Component: vision/ — Vision pipeline

Python uv workspace on the host that decomposes VM screenshots into structured UI data. See docs/architecture/vision-pipeline.md for the staging model and contract; this document focuses on the module layout and maintainer workflow.

Layout

vision/
├── pyproject.toml                    # workspace root; declares members
├── common/
│   ├── pyproject.toml                # testanyware-common — shared types
│   ├── src/testanyware_common/
│   └── tests/
├── pipeline/                         # orchestrator (currently stub)
│   ├── src/
│   └── tests/
├── stages/
│   ├── window-detection/
│   │   ├── generator/                # synthetic training-data generator
│   │   ├── training/                 # detector training + configs
│   │   └── analysis/                 # runtime detector
│   ├── drawing-primitives/           # geometric primitives (absorbed Redraw)
│   └── icon-classification/
│       ├── src/icon_classification/
│       ├── training/
│       │   ├── README.md             # end-to-end training workflow
│       │   └── collect-training-data.sh
│       └── data/                     # model artefacts (post-training)
├── swift/                            # Swift helpers (CoreML loader, etc.)
└── docs/

Key files

File Role
vision/pyproject.toml Workspace root; declares members and pytest markers (`unit
vision/common/src/testanyware_common/ Shared dataclasses and utilities imported by all stages.
vision/stages/<stage>/pyproject.toml Per-stage package metadata.
vision/stages/icon-classification/src/icon_classification/shape_analysis.py Heuristic fallback active until the learned model ships.
vision/stages/icon-classification/training/README.md Collect → label → Create ML → bundle walkthrough.

Build / test

cd vision

# Install dependencies for the whole workspace
uv sync

# Run tests (default marker filter skips integration and slow)
uv run pytest

# Run a specific marker
uv run pytest -m unit
uv run pytest -m vision
uv run pytest -m integration      # requires a live VM

# Lint / format
uv run ruff check
uv run ruff format

Pytest is invoked with --import-mode=importlib (baked into the workspace config). This is required because several workspace members share top-level package names and the default prepend import mode causes duplicate-module collisions.

Common pitfalls

  • Icon classifier has no model yet. All icon classification goes through shape_analysis.py, which handles ~8 geometric icons and returns "unknown" for everything else.
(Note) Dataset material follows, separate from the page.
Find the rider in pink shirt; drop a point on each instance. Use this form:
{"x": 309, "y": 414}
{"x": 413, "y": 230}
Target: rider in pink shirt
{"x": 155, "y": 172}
Treat icon labels as best-effort until a model lands at data/icon_classifier.onnx or .mlmodelc.
  • Stages are independent packages. Running pytest from a stage subdirectory without uv sync at the workspace root will fail with import errors for testanyware_common. Always sync from vision/.
  • Match the pytest marker in your test. Un-marked tests run by default; if you want a test to run only under -m vision or -m integration, mark it explicitly — otherwise it runs every time.
  • The pipeline orchestrator is a stub. pipeline/ exists to declare the import target but doesn't yet compose stages. Driving end-to-end composition currently means importing each stage explicitly in your script.